Cases of IPD were defined as isolation of pneumococcus from normally sterile sites (e.g., blood, cerebrospinal fluid, or pleural fluid). Cases were identified through CDC's Active Bacterial Core surveillance (ABCs),* a population- and laboratory-based system ongoing since 1995. During 1998--2005, ABCs continuously monitored IPD in California (one county); the state of Connecticut; Georgia (20 counties); Maryland (six counties); Minnesota (seven counties); New York (seven counties); Oregon (three counties); and Tennessee (four counties). The total population aged <5 years under surveillance in 2005 was 1.26 million persons. Surveillance personnel at each site maintain routine contact with all clinical laboratories in the surveillance area and conduct laboratory audits every 6 months to ensure completeness of reporting. Pneumococcal isolates were serotyped at reference laboratories (CDC and Minnesota Department of Health) by use of the Quellung reaction and grouped as PCV7 types (the seven serotypes in the PCV7 formulation) and non-PCV7 types (all other serotypes).

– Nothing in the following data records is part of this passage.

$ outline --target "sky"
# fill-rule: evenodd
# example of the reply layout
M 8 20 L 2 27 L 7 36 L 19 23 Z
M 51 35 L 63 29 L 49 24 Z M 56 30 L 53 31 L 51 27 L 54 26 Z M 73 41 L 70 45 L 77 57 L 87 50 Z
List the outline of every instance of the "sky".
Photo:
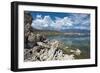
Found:
M 90 30 L 90 14 L 31 11 L 32 27 L 40 30 Z

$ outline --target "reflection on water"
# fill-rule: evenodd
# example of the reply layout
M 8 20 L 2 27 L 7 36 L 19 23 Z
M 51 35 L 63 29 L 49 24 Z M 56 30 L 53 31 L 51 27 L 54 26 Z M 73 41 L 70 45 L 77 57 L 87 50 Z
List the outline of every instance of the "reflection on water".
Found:
M 57 36 L 48 36 L 48 38 L 56 39 L 70 48 L 78 48 L 80 49 L 85 58 L 90 58 L 90 36 L 65 36 L 65 35 L 57 35 Z

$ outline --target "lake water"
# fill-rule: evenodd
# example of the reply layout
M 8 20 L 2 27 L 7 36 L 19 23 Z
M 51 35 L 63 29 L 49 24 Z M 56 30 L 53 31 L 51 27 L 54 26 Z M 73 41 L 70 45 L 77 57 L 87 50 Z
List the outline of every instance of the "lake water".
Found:
M 66 46 L 70 48 L 78 48 L 82 51 L 83 59 L 90 58 L 90 36 L 66 36 L 66 35 L 57 35 L 57 36 L 48 36 L 48 38 L 56 39 L 63 42 Z

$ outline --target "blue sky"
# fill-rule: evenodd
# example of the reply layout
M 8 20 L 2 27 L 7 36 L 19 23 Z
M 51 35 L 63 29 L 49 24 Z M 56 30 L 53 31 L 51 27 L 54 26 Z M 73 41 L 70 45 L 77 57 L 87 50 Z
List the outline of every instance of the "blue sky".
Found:
M 31 11 L 31 15 L 33 17 L 32 27 L 35 29 L 90 30 L 90 14 Z

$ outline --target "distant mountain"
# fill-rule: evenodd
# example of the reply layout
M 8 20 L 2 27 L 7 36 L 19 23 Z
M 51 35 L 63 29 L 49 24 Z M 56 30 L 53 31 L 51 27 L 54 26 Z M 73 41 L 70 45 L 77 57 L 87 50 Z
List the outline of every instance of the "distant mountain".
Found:
M 66 29 L 66 30 L 60 30 L 61 32 L 72 32 L 72 33 L 90 33 L 90 30 L 86 29 Z
M 66 29 L 66 30 L 48 30 L 48 29 L 35 29 L 33 31 L 46 31 L 46 32 L 67 32 L 67 33 L 90 33 L 90 30 L 86 29 Z

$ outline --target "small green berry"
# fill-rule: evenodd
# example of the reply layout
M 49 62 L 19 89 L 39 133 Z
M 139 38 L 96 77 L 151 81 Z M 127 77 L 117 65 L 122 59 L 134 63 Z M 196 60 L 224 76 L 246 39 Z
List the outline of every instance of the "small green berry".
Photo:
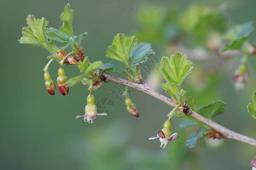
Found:
M 95 103 L 95 97 L 93 95 L 89 95 L 87 97 L 87 104 L 94 104 Z
M 48 73 L 44 73 L 44 78 L 46 82 L 48 82 L 51 80 L 51 75 Z
M 59 69 L 59 70 L 58 70 L 58 75 L 60 76 L 65 76 L 65 71 L 62 67 L 61 67 L 61 68 L 60 68 L 60 69 Z

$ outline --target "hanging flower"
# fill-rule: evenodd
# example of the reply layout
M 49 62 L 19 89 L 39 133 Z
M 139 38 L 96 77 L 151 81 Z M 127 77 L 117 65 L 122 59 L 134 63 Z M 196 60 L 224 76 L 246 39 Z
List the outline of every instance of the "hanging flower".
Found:
M 247 71 L 247 66 L 245 64 L 242 64 L 235 71 L 234 81 L 236 90 L 243 89 L 245 85 L 249 81 L 249 79 L 250 75 Z
M 53 81 L 51 79 L 51 76 L 48 73 L 44 74 L 44 80 L 46 80 L 45 85 L 46 90 L 51 95 L 54 95 L 56 92 L 56 86 Z
M 166 144 L 169 141 L 174 141 L 174 139 L 179 138 L 179 136 L 177 135 L 177 133 L 175 133 L 174 134 L 171 134 L 170 129 L 171 129 L 171 122 L 168 119 L 167 120 L 163 125 L 163 128 L 159 130 L 156 134 L 156 137 L 151 137 L 149 138 L 149 140 L 155 139 L 157 138 L 159 138 L 160 142 L 161 142 L 161 145 L 160 147 L 162 148 L 163 144 L 164 145 L 163 148 L 165 148 Z
M 85 114 L 83 116 L 77 116 L 76 118 L 79 117 L 84 117 L 84 120 L 85 122 L 88 122 L 88 123 L 93 123 L 93 120 L 96 117 L 101 116 L 107 116 L 108 114 L 104 113 L 98 113 L 97 112 L 97 107 L 94 104 L 95 97 L 92 94 L 89 95 L 87 97 L 87 105 L 85 106 Z
M 139 113 L 138 112 L 137 108 L 133 103 L 129 97 L 125 98 L 125 105 L 126 105 L 126 109 L 129 113 L 135 117 L 138 117 Z

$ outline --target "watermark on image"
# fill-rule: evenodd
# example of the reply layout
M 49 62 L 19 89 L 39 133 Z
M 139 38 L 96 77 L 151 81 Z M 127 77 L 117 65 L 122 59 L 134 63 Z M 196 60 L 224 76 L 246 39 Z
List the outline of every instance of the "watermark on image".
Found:
M 102 116 L 102 118 L 110 117 L 115 110 L 115 106 L 113 100 L 107 97 L 98 100 L 96 102 L 96 107 L 98 113 L 108 114 L 108 116 Z

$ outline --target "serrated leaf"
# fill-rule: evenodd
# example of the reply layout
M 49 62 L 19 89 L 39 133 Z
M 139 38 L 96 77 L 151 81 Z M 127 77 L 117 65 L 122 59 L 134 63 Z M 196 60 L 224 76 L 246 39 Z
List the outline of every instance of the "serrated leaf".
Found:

Annual IPD incidence rates per 100,000 population were calculated using population estimates from the U.S. Census Bureau for prevaccine years (1998--1999), and race-bridged, postcensal population estimates from the National Center for Health Statistics for postvaccine years (2001--2005). Changes in incidence rates between 1998--1999 and 2005 were assessed by calculating relative risks (RRs) reported as percentage changes in rates of disease (percentage change in IPD = [1 -- RR] × 100). To assess statistical significance of a percentage change in the incidence of IPD, 95% confidence intervals were calculated. To estimate the annual number of IPD cases in the United States, race- and age-specific ABCs incidence rates were applied to the race and age distribution of the U.S. population. To estimate the number of IPD cases prevented in 2005, the estimated number of cases in 2005 was subtracted from the average estimated number of cases in 1998--1999. National estimates of IPD cases prevented through vaccination (direct effects of PCV7) in 2005 were calculated as the product of 1) the estimated mean number of PCV7-type cases among children aged <5 years during 1998--1999; 2) national estimates of PCV7 coverage (a range of >1 dose to >3 doses) for each birth cohort during 2001--2005 derived from the National Immunization Survey (3); and 3) 94% vaccine efficacy against PCV7-type IPD (1). Among children born in 2001, 68% and 89% received >1 dose and >3 doses, respectively. Among children born in 2005, 84% and 95% received >1 dose and >3 doses, respectively. To estimate the number of PCV7-type cases prevented through indirect effects of PCV7 among children aged <5 years, the estimated number of cases prevented directly was subtracted from the difference between estimated PCV7-type cases among children aged <5 years during 1998--1999 and 2005.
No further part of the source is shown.